Horst Seehofer und sein Staatssekretär Stephan Mayer hatten die Hoffnungen bereits gebremst. Und nun ist gewiss: Deutschland und Frankreich haben beim EU-Innenministertreffen in Helsinki erfolglos versucht, eine europäische Übergangsregelung zur Verteilung von im Mittelmeer geretteten Migranten auf den Weg zu bringen.

Die Gespräche sollten aber fortgesetzt werden, sagte der französische Innenminister Christophe Castaner am Donnerstag. Am kommenden Montag werde es so ein Treffen von Innen- und Außenministern in Paris geben. Ziel sei es, ungefähr 15 EU-Staaten zu einer Teilnahme an einem Ad-hoc-Mechanismus zu bewegen.

Die geplante Übergangsregelung soll verhindern, dass Italien und Malta Schiffen mit geretteten Menschen die Einfahrt in ihre Häfen untersagen. Beide Staaten hatten dies in der Vergangenheit mehrfach getan, weil sie befürchteten, mit der Verantwortung für die Migranten von den EU-Partnern alleine gelassen zu werden. Infolge dessen harrten Menschen auf privaten Rettungsschiffen oft tagelang an Bord aus, bis eine Lösung gefunden war.

Für Aufsehen sorgte zuletzt vor allem der Fall der „Sea-Watch 3“. Die deutsche Kapitänin Carola Rackete hatte das Schiff Ende Juni nach tagelangem Warten unerlaubt in einen italienischen Hafen gesteuert, um dort gerettete Migranten an Land bringen zu können. Sie muss sich am Donnerstag erneut vor Gericht verantworten.

Erwartungen auf eine Einigung schon zuvor gebremst

Neben Horst Seehofer hatte auch sein Staatssekretär Stephan Mayer (CSU) die Erwartungen auf eine Einigung bereits im Vorfeld gebremst. Im RBB-Inforadio sagte er am Morgen: "Es ist nicht davon auszugehen, dass es heute eine Einigung gibt".
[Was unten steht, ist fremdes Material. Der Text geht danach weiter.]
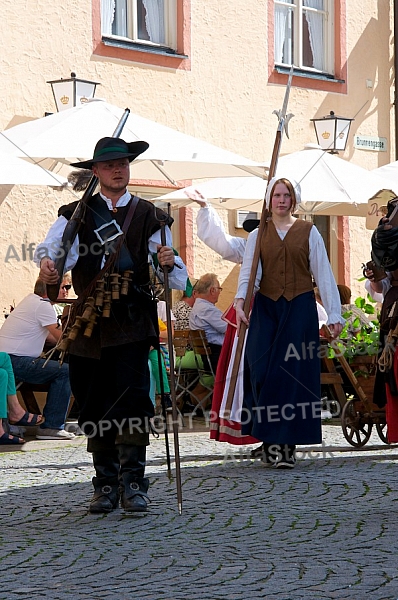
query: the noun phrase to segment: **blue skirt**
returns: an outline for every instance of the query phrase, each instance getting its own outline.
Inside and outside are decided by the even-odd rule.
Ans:
[[[319,324],[314,293],[276,302],[257,293],[245,351],[242,433],[268,444],[318,444]]]

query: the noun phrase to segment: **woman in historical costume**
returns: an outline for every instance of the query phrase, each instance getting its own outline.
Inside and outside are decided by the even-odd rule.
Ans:
[[[270,218],[260,240],[260,261],[244,359],[242,433],[262,440],[265,464],[291,468],[296,444],[317,444],[321,434],[319,325],[313,278],[334,337],[342,329],[337,291],[323,239],[296,219],[300,186],[273,178],[266,194]],[[235,299],[238,332],[258,229],[247,241]]]

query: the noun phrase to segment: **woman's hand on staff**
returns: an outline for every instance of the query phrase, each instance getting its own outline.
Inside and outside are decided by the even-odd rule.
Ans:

Der Minister nannte in Helsinki das derzeitige Verfahren "Europas unwürdig", bei dem Schiffe immer wieder mit im Mittelmeer geretteten oder aufgenommenen Migranten lange auf die Erlaubnis zum Anlanden warten müssen. Indes dürfe den Staaten an den Außengrenzen, Italien und Malta, nicht allein die ganze Last überlassen werden.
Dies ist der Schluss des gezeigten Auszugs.